Eran las once de la mañana y el sol ya estaba tan encendido en el cielo, que las chicharras en los árboles no paraban de cantar a coro. Maldije la hora en que decidí ponerme traje y corbata. Esta,  apretaba con tanta fuerza mi garganta que no dejaba pasar el aire hacia los pulmones. Fue ahí, cuando decidí aflojarla, para que el sudor que chorreaba de mi cara no se estancara en el cuello de la camisa.
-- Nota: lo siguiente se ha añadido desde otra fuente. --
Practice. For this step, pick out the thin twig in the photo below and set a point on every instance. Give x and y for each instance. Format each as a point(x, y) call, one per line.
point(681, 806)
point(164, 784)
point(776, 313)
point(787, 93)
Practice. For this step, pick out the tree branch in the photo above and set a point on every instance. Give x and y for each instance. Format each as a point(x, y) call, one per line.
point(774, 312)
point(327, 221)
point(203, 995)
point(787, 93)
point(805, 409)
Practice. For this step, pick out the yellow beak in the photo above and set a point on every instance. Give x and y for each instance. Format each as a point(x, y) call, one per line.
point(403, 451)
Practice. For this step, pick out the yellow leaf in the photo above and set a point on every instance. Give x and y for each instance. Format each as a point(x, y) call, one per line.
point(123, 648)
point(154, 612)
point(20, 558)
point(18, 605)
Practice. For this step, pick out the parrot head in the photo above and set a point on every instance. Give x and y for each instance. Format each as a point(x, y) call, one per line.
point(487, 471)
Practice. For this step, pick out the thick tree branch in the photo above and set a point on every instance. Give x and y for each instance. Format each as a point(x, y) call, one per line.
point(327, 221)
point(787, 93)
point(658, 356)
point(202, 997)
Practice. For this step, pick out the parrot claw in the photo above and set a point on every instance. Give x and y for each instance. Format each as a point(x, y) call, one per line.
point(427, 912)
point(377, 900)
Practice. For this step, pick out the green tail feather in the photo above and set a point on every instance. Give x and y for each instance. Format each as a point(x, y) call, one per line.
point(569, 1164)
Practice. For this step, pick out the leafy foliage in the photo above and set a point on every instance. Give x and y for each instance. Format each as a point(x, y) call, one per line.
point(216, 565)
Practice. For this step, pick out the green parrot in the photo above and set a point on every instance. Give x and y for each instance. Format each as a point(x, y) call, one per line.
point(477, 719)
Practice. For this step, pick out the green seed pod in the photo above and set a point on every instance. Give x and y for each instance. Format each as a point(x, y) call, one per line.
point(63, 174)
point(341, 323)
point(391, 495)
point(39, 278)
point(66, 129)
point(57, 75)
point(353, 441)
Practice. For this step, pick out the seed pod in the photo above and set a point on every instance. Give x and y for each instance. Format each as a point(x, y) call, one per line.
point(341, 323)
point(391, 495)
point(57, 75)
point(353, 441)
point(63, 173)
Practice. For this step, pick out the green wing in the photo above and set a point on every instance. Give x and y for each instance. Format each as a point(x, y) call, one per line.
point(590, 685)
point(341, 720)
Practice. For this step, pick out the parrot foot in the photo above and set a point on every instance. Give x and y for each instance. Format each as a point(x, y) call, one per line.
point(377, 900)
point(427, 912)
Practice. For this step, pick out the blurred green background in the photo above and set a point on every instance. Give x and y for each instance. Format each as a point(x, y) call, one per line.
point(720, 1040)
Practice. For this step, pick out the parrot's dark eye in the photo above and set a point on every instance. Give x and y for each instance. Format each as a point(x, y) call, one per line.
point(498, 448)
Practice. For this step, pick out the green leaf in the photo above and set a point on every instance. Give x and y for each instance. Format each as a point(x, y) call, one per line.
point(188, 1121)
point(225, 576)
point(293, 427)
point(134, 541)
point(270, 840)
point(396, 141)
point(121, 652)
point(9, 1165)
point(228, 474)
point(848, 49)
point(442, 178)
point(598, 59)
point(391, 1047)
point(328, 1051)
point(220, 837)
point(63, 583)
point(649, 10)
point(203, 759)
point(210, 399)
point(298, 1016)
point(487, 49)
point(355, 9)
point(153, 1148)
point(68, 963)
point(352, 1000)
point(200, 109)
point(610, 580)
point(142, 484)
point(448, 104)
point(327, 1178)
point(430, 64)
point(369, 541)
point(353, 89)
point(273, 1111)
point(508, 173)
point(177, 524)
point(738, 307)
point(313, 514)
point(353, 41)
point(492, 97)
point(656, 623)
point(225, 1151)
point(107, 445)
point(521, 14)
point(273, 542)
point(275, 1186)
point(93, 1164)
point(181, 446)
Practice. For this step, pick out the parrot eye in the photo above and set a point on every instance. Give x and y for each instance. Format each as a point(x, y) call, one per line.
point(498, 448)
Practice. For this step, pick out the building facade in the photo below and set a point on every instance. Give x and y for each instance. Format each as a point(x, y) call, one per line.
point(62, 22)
Y es que seguí el consejo de mi viejita querida que me dijo: «Ponete camisa de manga larga, quedan elegantes con traje y corbata. La tenés planchada sobre la cama, Darío». Y  gracias a ese consejo me puse una camisa de manga larga, y ahora me pregunto: ―¿para qué? ― si también hubiera quedado bien una camisa de manga corta, pero no, había que seguir el consejo de mamá, así que manga larga. 

Cuando iba caminando por Artigas pasé por una panadería y me miré en la vidriera, como hacía espejo, así un poco, haciéndome el galán y oye, no estaba mal con traje. Quería causar buena impresión a los padres de mi novia. Entré y la empleada me miró con cara de: «¿Qué haces boludo mirándote en el vidrio?». Disimulando, porque había entendido su mirada tan sugerente, compré una torta de chocolate, porque Silvia me dijo que a su padre le gusta el chocolate.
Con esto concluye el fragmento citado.